Continue to perform the movement about 3 sets of 8-13 times.
– Bring your body into a push-up position, toes touching the floor, heels pointing up, fingers touching the floor, palms 3-5cm from the floor. Forearms perpendicular to the floor, head, back, legs in line.
– Lower the body slowly to the floor, the body weight is on the forearm, bend the elbow at a 90 degree angle, then return to the starting position.
– Perform forearm exercises at home 2-3 sets, from 8 to 12 times.
– Prepare a dumbbell, body in a sitting position, two hands holding dumbbells, palms facing the ground, wrists on thighs.
– Use the force in the wrist and forearm to lift the weight up and down, paying attention to the wrist still keeping close to the thigh, do not lift.

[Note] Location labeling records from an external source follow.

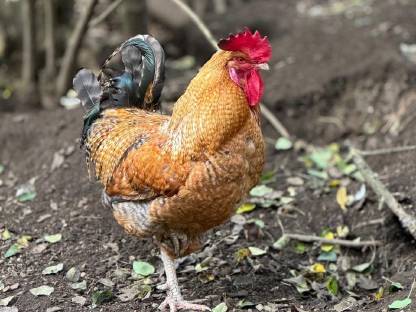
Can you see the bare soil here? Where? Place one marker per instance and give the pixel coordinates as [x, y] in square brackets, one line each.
[335, 78]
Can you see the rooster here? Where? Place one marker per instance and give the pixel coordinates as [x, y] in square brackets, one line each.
[172, 178]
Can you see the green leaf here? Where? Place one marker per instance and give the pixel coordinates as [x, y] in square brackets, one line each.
[400, 304]
[332, 285]
[321, 157]
[281, 242]
[53, 269]
[361, 267]
[143, 268]
[318, 174]
[246, 208]
[100, 297]
[330, 256]
[43, 290]
[300, 248]
[283, 144]
[200, 267]
[13, 250]
[257, 251]
[6, 235]
[52, 239]
[245, 304]
[258, 222]
[395, 286]
[79, 286]
[222, 307]
[5, 301]
[28, 196]
[260, 190]
[299, 282]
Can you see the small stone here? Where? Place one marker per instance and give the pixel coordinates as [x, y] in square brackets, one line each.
[79, 300]
[295, 181]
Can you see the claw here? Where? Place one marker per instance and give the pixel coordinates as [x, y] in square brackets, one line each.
[174, 299]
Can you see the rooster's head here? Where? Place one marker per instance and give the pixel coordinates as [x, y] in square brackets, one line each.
[250, 52]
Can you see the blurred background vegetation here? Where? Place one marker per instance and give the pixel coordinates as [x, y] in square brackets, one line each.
[43, 42]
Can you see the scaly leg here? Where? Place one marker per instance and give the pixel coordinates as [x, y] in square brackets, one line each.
[174, 298]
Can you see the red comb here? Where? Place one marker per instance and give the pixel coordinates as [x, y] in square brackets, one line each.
[256, 47]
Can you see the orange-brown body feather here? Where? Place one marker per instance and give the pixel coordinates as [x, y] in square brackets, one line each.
[192, 168]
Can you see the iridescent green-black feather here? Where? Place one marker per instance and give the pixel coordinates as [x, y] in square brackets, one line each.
[132, 76]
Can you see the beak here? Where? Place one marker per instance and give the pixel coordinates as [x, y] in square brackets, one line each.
[263, 66]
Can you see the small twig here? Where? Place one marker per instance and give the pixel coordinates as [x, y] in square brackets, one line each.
[407, 221]
[367, 223]
[411, 289]
[341, 242]
[389, 150]
[270, 117]
[73, 48]
[100, 18]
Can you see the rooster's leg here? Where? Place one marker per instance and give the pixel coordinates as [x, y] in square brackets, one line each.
[174, 298]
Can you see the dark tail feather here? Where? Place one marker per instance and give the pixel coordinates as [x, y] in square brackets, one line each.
[132, 76]
[88, 89]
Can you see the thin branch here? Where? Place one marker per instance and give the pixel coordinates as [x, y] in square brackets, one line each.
[29, 79]
[391, 150]
[407, 221]
[100, 18]
[198, 22]
[270, 117]
[73, 47]
[341, 242]
[49, 37]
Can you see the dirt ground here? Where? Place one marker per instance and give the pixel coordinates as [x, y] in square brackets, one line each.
[338, 76]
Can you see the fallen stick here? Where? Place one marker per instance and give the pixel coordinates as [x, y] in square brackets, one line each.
[341, 242]
[382, 151]
[270, 117]
[407, 221]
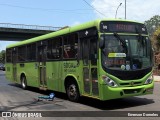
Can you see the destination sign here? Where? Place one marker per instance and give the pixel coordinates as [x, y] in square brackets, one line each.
[122, 27]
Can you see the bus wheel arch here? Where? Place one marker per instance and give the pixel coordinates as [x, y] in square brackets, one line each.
[72, 88]
[23, 81]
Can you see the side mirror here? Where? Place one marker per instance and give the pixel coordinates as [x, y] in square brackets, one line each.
[101, 43]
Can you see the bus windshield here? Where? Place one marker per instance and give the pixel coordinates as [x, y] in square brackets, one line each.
[134, 55]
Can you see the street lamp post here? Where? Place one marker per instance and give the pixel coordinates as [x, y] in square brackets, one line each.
[117, 9]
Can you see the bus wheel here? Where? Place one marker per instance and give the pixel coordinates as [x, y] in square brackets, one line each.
[24, 83]
[72, 91]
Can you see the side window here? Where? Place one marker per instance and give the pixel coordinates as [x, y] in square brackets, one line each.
[70, 46]
[9, 55]
[93, 51]
[31, 52]
[54, 48]
[21, 53]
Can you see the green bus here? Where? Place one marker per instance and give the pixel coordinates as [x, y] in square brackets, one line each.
[101, 59]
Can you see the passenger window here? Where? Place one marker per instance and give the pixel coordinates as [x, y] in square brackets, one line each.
[70, 46]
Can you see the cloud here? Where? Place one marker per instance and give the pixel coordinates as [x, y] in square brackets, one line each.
[139, 10]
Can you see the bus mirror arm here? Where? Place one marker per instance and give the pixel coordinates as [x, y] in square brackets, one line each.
[77, 60]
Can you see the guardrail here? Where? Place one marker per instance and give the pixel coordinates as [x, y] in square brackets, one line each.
[31, 27]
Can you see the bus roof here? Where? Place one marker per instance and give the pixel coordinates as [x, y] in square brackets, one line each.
[66, 30]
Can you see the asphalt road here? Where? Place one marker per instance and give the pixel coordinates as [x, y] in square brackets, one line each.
[13, 98]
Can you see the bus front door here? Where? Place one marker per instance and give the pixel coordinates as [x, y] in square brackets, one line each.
[42, 66]
[14, 56]
[89, 58]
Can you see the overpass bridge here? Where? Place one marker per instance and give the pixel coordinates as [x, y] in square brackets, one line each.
[18, 32]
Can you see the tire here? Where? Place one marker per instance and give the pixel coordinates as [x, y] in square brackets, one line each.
[24, 83]
[72, 91]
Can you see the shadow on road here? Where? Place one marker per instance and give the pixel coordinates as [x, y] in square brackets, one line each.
[102, 105]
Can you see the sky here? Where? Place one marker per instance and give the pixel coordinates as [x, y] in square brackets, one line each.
[60, 13]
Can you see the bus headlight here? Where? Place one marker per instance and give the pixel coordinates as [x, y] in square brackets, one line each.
[109, 81]
[149, 80]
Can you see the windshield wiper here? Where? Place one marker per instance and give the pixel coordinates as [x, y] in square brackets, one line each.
[121, 40]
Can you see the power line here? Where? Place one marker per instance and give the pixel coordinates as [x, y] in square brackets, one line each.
[94, 8]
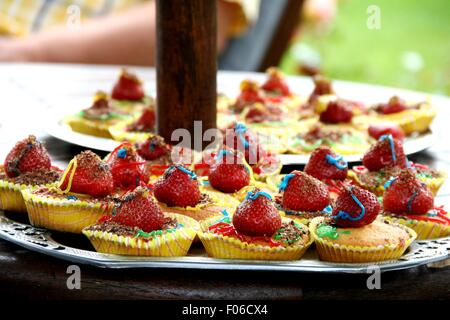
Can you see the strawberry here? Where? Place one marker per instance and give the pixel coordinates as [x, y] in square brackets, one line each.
[387, 152]
[301, 192]
[146, 122]
[91, 176]
[258, 113]
[325, 164]
[153, 148]
[128, 87]
[249, 95]
[355, 208]
[228, 175]
[127, 166]
[138, 209]
[256, 215]
[337, 111]
[394, 105]
[407, 194]
[26, 156]
[178, 187]
[242, 139]
[378, 130]
[275, 83]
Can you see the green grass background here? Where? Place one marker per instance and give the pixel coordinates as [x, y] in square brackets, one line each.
[351, 51]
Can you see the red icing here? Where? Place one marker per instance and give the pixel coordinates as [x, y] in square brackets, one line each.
[228, 230]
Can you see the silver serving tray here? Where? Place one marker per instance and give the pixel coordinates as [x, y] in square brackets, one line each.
[40, 240]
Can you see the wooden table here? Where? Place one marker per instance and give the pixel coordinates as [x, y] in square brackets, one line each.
[27, 274]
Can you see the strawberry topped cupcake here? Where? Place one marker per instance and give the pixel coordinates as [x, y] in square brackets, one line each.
[330, 168]
[178, 191]
[27, 166]
[97, 119]
[385, 160]
[127, 167]
[159, 155]
[84, 193]
[128, 93]
[354, 234]
[231, 174]
[250, 94]
[264, 163]
[411, 118]
[139, 227]
[409, 201]
[256, 231]
[341, 139]
[136, 130]
[303, 197]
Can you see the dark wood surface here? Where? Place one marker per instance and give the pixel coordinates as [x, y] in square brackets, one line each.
[26, 274]
[186, 65]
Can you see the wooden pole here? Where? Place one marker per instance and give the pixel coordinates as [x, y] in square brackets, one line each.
[186, 64]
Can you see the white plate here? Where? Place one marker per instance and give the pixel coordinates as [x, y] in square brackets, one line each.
[59, 98]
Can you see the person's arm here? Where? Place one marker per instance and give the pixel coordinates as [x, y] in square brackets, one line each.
[126, 38]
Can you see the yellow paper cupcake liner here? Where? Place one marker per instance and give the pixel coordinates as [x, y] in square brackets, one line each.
[219, 202]
[329, 251]
[11, 198]
[424, 229]
[172, 244]
[434, 184]
[119, 133]
[62, 214]
[224, 247]
[413, 120]
[90, 127]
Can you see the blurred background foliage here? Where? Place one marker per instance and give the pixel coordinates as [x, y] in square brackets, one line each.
[411, 49]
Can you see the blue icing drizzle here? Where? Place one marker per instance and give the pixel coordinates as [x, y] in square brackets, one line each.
[122, 153]
[183, 169]
[327, 210]
[347, 216]
[253, 196]
[389, 182]
[338, 162]
[240, 130]
[410, 201]
[285, 181]
[391, 143]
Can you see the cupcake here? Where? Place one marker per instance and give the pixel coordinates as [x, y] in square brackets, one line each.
[330, 168]
[127, 167]
[244, 140]
[256, 231]
[128, 93]
[159, 156]
[343, 139]
[136, 130]
[84, 194]
[385, 160]
[97, 119]
[303, 197]
[138, 227]
[410, 202]
[27, 166]
[411, 118]
[353, 234]
[178, 191]
[231, 174]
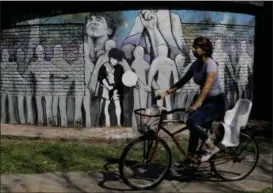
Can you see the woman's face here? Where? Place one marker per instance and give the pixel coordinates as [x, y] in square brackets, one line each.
[198, 51]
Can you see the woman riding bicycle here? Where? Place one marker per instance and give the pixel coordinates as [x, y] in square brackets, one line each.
[210, 104]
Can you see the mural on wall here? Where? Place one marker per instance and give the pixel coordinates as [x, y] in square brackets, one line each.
[66, 70]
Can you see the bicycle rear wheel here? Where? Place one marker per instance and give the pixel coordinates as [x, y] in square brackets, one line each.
[247, 152]
[141, 169]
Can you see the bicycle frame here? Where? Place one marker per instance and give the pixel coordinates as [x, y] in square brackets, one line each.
[171, 135]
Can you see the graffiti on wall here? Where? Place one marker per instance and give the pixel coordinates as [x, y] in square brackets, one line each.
[66, 70]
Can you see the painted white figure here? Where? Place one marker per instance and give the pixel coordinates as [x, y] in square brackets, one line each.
[165, 68]
[81, 81]
[243, 71]
[41, 71]
[110, 75]
[99, 28]
[156, 23]
[62, 84]
[141, 68]
[224, 65]
[7, 90]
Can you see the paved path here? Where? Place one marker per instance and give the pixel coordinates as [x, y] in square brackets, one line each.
[108, 181]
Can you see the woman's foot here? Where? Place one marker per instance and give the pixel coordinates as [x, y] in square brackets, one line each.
[209, 154]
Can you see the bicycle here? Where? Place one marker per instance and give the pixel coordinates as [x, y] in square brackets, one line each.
[150, 141]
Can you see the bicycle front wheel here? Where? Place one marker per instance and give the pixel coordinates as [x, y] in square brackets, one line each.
[238, 162]
[145, 162]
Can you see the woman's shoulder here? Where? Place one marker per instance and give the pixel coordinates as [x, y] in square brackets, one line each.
[211, 61]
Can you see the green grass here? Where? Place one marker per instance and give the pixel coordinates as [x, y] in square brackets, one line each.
[265, 190]
[27, 156]
[41, 156]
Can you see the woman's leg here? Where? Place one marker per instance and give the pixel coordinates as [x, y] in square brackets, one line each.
[196, 131]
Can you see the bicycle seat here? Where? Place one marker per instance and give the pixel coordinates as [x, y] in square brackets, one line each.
[235, 120]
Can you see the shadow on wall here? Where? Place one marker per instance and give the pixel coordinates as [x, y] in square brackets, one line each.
[69, 75]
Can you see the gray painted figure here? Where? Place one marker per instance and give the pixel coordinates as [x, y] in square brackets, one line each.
[155, 22]
[244, 70]
[41, 69]
[21, 85]
[7, 91]
[165, 68]
[99, 28]
[63, 78]
[141, 68]
[94, 84]
[80, 86]
[110, 75]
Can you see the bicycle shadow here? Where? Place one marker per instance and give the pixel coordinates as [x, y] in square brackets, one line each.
[110, 179]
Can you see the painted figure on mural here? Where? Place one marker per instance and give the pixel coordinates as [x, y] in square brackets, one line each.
[244, 70]
[94, 84]
[40, 69]
[7, 90]
[224, 66]
[99, 27]
[81, 90]
[141, 68]
[63, 77]
[165, 67]
[20, 85]
[110, 75]
[148, 28]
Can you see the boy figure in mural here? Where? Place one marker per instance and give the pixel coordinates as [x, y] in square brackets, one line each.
[110, 75]
[99, 28]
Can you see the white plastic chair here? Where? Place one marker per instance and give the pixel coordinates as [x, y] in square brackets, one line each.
[235, 120]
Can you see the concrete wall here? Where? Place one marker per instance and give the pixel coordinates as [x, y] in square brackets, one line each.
[50, 66]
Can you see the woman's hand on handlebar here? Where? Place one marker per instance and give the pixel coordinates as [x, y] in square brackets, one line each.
[193, 108]
[161, 95]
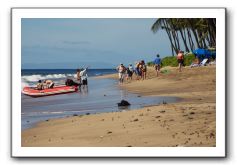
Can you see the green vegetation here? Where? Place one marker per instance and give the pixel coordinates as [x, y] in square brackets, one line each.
[193, 33]
[172, 61]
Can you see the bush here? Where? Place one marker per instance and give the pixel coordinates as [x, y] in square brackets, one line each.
[172, 60]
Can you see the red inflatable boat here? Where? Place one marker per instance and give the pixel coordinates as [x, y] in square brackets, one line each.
[31, 91]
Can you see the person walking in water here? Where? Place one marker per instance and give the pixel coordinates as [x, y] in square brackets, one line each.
[78, 76]
[143, 69]
[180, 58]
[121, 70]
[157, 63]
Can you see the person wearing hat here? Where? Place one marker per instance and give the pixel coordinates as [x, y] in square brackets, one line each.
[180, 58]
[121, 70]
[157, 63]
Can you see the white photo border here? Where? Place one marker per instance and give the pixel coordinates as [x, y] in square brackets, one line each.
[219, 13]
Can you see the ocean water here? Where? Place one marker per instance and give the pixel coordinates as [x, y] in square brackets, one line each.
[102, 95]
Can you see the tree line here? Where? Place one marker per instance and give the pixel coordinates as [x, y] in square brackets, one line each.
[192, 32]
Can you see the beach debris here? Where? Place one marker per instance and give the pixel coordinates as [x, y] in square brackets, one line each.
[135, 120]
[164, 102]
[123, 103]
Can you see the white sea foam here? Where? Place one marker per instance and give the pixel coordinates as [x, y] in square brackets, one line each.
[35, 78]
[30, 80]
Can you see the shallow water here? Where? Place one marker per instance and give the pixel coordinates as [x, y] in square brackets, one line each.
[102, 96]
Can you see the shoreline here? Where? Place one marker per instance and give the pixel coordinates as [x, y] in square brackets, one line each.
[190, 122]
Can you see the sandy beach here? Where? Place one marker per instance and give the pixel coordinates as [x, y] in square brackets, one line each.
[190, 122]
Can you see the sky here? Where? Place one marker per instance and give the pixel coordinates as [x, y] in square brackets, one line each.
[57, 43]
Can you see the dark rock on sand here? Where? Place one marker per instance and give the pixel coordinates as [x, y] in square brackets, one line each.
[123, 103]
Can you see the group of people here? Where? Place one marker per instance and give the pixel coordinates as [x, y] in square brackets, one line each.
[81, 77]
[140, 68]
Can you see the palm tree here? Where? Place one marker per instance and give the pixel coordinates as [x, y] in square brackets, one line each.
[193, 32]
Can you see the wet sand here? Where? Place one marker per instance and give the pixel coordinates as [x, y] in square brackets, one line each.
[191, 122]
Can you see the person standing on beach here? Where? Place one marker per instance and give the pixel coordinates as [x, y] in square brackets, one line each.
[78, 76]
[157, 63]
[180, 58]
[84, 76]
[138, 70]
[121, 70]
[143, 69]
[130, 71]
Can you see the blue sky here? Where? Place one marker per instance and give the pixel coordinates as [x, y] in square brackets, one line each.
[98, 43]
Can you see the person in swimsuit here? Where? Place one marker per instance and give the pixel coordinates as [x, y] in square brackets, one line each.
[40, 85]
[143, 69]
[121, 70]
[157, 63]
[180, 58]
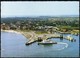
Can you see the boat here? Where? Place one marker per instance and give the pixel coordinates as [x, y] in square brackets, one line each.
[45, 42]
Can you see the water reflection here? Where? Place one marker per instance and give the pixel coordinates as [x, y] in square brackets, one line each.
[13, 45]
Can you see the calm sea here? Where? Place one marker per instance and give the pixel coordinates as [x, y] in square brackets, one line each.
[13, 45]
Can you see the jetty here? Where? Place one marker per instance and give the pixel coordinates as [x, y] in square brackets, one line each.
[36, 37]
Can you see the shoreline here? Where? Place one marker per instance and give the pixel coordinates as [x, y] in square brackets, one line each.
[11, 31]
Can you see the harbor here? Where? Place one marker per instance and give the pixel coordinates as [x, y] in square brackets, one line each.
[13, 45]
[38, 38]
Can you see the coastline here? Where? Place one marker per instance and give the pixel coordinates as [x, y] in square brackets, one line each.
[11, 31]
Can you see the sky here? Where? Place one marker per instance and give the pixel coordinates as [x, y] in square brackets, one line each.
[46, 8]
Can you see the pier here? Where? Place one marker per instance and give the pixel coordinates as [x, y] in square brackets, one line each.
[34, 37]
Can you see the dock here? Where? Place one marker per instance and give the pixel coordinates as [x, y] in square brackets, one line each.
[34, 37]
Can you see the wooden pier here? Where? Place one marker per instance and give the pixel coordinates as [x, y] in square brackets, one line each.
[35, 38]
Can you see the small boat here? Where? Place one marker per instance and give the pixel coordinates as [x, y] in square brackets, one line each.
[45, 42]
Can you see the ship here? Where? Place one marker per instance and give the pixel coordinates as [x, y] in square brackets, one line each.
[45, 42]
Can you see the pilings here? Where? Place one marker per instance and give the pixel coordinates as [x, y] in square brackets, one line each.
[50, 36]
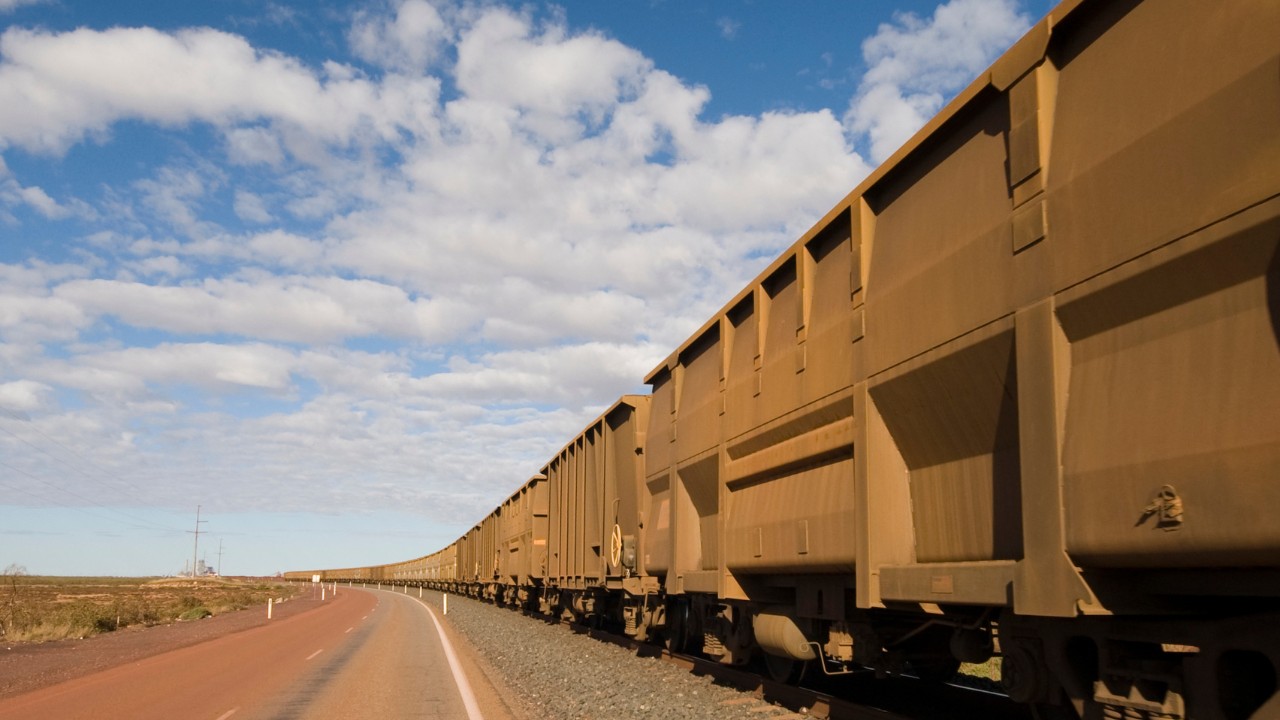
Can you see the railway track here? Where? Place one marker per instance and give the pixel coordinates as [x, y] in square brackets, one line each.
[849, 697]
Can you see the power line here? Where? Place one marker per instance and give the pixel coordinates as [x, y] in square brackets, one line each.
[91, 463]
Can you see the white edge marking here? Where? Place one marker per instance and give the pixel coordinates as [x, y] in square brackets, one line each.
[469, 698]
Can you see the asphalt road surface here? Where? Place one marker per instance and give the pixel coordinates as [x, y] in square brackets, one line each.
[360, 655]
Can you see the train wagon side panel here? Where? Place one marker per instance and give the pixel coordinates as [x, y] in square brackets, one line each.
[1162, 212]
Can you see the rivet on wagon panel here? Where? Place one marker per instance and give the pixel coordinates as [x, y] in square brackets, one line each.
[1166, 507]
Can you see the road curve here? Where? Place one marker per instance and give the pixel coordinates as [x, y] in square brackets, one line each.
[360, 655]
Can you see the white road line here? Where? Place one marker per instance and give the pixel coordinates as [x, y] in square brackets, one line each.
[469, 698]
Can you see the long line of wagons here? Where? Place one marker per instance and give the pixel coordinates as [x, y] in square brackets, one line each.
[1016, 393]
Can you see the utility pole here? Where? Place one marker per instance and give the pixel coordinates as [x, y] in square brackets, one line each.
[195, 551]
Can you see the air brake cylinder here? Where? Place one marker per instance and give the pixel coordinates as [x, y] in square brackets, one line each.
[778, 633]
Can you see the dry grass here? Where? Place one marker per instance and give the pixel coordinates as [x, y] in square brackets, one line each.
[36, 609]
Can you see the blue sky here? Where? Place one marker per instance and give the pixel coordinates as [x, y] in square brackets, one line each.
[344, 274]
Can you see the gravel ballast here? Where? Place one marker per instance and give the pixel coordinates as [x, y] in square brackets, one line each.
[557, 673]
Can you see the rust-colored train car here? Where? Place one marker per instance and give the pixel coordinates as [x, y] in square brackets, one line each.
[595, 493]
[1018, 392]
[522, 543]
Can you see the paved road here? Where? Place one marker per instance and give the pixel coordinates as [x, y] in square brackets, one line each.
[360, 655]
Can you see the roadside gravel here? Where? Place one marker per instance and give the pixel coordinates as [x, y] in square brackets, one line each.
[556, 673]
[30, 666]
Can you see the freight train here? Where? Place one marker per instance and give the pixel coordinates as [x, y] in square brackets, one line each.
[1016, 393]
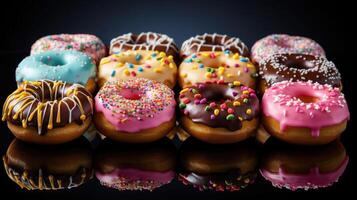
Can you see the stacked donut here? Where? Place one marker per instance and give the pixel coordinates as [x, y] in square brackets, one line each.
[302, 101]
[217, 102]
[136, 102]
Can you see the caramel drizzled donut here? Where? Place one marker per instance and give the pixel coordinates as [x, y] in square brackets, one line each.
[45, 105]
[213, 42]
[298, 67]
[144, 41]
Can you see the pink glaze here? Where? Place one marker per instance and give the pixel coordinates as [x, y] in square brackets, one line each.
[131, 174]
[281, 103]
[282, 43]
[148, 105]
[88, 44]
[314, 179]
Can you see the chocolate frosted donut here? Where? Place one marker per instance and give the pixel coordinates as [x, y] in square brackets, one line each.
[298, 67]
[213, 42]
[219, 113]
[43, 106]
[144, 41]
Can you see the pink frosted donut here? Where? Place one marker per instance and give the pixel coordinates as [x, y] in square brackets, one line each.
[314, 179]
[304, 112]
[282, 44]
[127, 108]
[133, 179]
[89, 44]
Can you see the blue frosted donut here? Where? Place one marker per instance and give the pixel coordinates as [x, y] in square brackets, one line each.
[69, 66]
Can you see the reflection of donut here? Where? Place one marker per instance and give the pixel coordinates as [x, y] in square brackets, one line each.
[213, 42]
[281, 44]
[296, 167]
[220, 168]
[126, 65]
[49, 167]
[135, 167]
[304, 112]
[147, 41]
[48, 112]
[89, 44]
[135, 110]
[297, 67]
[219, 113]
[66, 66]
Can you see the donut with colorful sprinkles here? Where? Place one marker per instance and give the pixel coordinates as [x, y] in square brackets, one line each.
[213, 42]
[88, 44]
[297, 167]
[304, 112]
[224, 67]
[135, 110]
[130, 64]
[48, 112]
[283, 44]
[219, 113]
[297, 67]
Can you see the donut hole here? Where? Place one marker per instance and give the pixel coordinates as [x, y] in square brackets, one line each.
[216, 93]
[299, 64]
[54, 61]
[130, 94]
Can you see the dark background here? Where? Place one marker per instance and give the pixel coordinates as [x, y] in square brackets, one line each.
[23, 22]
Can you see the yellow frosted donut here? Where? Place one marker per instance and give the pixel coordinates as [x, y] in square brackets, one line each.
[126, 65]
[223, 67]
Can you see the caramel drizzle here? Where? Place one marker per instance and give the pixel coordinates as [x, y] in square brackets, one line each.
[158, 40]
[27, 96]
[24, 181]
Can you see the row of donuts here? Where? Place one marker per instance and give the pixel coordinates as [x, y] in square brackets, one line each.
[218, 102]
[201, 165]
[301, 94]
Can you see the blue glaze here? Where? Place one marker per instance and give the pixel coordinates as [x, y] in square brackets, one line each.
[69, 66]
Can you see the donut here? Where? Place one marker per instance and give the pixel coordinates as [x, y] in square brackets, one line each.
[49, 167]
[48, 112]
[68, 66]
[304, 112]
[143, 167]
[216, 66]
[126, 65]
[219, 113]
[213, 42]
[284, 44]
[88, 44]
[297, 67]
[135, 110]
[305, 168]
[230, 167]
[148, 41]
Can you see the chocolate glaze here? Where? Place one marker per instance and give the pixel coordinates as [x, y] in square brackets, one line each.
[299, 67]
[145, 41]
[46, 93]
[219, 94]
[214, 42]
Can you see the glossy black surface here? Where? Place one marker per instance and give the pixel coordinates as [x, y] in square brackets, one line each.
[24, 22]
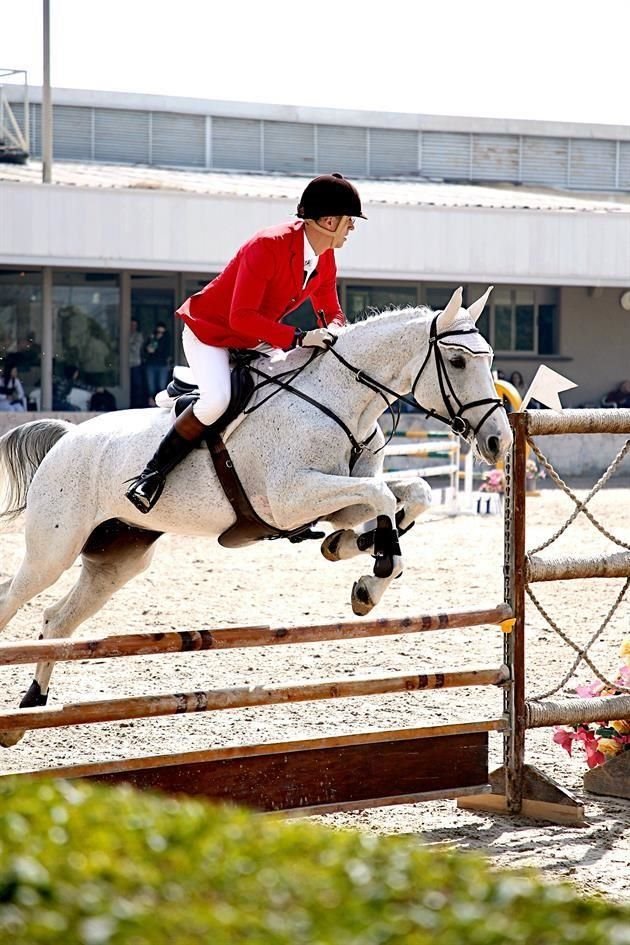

– Do the Palms-Down Wrist Curl forearm exercise at home 4 sets, 10 times.
– Sit down, hands behind your back, palms touching the floor, shins perpendicular to the ground and shoulder width apart. Fingers point towards the feet.
– Use the force in the forearm to lift the buttocks up, bring the body to move with the legs and hands forward and then back.
To achieve good results and build strength through forearm exercises at home, you need to practice the right technique and work hard. Don’t forget to supplement with protein-rich nutrition and take a break for about 48 hours for the forearm muscle group to recover!